Após ser expulso, o jogador teve sua suspensão revertida depois de uma decisão inédita do Comitê Disciplinar da Fifa, tomada após uma intervenção envolvendo o presidente dos Estados Unidos, Donald Trump.

A decisão gerou debates sobre possível interferência política em assuntos esportivos.

Copa do mundo Trump Infantino
Foto: Reuters

VAR funcionou melhor pela rapidez

O árbitro de vídeo voltou a ser protagonista em vários momentos da Copa.

Na fase de grupos, o sistema recebeu poucos questionamentos, mas o mata-mata aumentou o número de lances polêmicos.

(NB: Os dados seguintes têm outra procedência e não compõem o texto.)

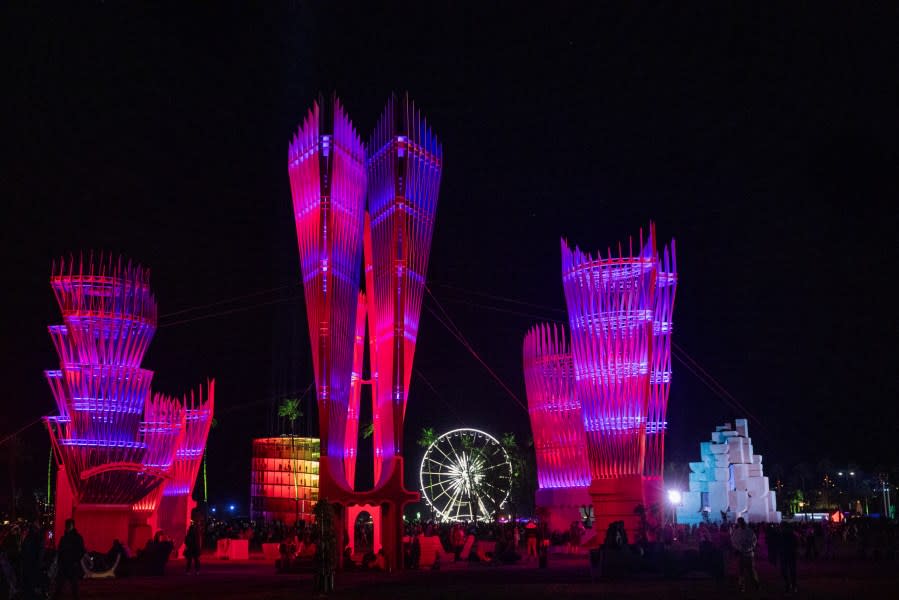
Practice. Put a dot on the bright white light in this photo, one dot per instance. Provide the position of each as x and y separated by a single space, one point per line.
465 475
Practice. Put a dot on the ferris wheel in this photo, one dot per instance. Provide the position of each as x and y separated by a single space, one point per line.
466 475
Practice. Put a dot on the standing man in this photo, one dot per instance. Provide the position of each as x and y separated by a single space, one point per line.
743 540
71 550
192 548
530 535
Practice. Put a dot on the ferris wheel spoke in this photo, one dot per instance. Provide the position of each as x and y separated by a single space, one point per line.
450 465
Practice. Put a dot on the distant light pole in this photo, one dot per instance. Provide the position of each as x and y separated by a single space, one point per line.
675 498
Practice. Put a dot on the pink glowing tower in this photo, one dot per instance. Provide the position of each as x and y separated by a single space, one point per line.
378 203
119 448
557 425
608 393
619 310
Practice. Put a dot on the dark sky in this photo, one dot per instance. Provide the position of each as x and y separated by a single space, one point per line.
764 142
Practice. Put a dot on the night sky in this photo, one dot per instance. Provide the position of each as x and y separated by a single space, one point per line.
764 142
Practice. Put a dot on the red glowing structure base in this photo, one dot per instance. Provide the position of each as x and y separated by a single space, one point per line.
127 458
356 206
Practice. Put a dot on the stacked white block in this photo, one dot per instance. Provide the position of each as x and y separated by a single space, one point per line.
728 479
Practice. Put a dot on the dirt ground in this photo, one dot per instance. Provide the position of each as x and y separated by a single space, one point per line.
564 578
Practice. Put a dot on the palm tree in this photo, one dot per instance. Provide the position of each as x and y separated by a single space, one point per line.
428 436
290 410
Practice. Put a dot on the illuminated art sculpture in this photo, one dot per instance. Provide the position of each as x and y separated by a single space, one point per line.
466 475
127 458
557 426
598 409
728 479
619 310
330 179
284 479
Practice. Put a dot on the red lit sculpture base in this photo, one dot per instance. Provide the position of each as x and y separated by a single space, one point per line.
562 506
390 494
615 500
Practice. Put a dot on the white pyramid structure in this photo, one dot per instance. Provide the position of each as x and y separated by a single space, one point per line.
728 478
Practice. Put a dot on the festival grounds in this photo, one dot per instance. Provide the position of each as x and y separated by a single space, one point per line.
565 577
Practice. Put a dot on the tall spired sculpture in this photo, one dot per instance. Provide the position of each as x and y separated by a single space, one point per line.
557 426
120 449
378 203
619 310
609 391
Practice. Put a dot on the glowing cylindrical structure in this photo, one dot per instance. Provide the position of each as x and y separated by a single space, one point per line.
404 166
619 309
119 447
284 478
660 375
115 441
326 164
554 409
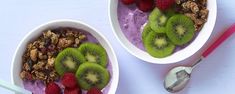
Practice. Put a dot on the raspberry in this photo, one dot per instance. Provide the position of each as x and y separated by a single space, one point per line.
94 91
164 4
53 88
69 80
145 5
72 91
128 2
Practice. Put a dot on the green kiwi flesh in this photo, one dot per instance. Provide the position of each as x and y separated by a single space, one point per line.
180 29
158 45
94 53
68 60
92 75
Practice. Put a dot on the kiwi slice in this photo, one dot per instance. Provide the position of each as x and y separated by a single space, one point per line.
157 21
94 53
180 29
92 75
158 45
147 29
68 60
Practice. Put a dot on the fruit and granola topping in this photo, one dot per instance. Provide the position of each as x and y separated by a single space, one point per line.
65 61
165 26
94 90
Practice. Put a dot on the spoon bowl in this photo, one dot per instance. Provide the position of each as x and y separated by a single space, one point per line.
177 78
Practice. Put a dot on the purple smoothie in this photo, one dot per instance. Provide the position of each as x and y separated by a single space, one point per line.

Federações e treinadores criticaram alguns critérios utilizados pela arbitragem, principalmente em decisões subjetivas.

Mesmo assim, um aspecto chamou atenção positivamente.

As revisões foram realizadas de forma muito mais rápida do que em competições nacionais, reduzindo o tempo de paralisação das partidas.

Embora o número de intervenções tenha sido semelhante ao registrado na Copa de 2022, a agilidade das análises fez com que o VAR fosse percebido de maneira menos negativa por jogadores e torcedores.

No fim das contas, a primeira Copa do Mundo com 48 seleções mostrou que o crescimento do torneio trouxe benefícios importantes, como novas histórias e maior representatividade, mas também aumentou o número de debates, desafios organizacionais e polêmicas. A edição de 2026 pode não ter sido perfeita, mas certamente redefiniu o futuro do maior evento do futebol mundial.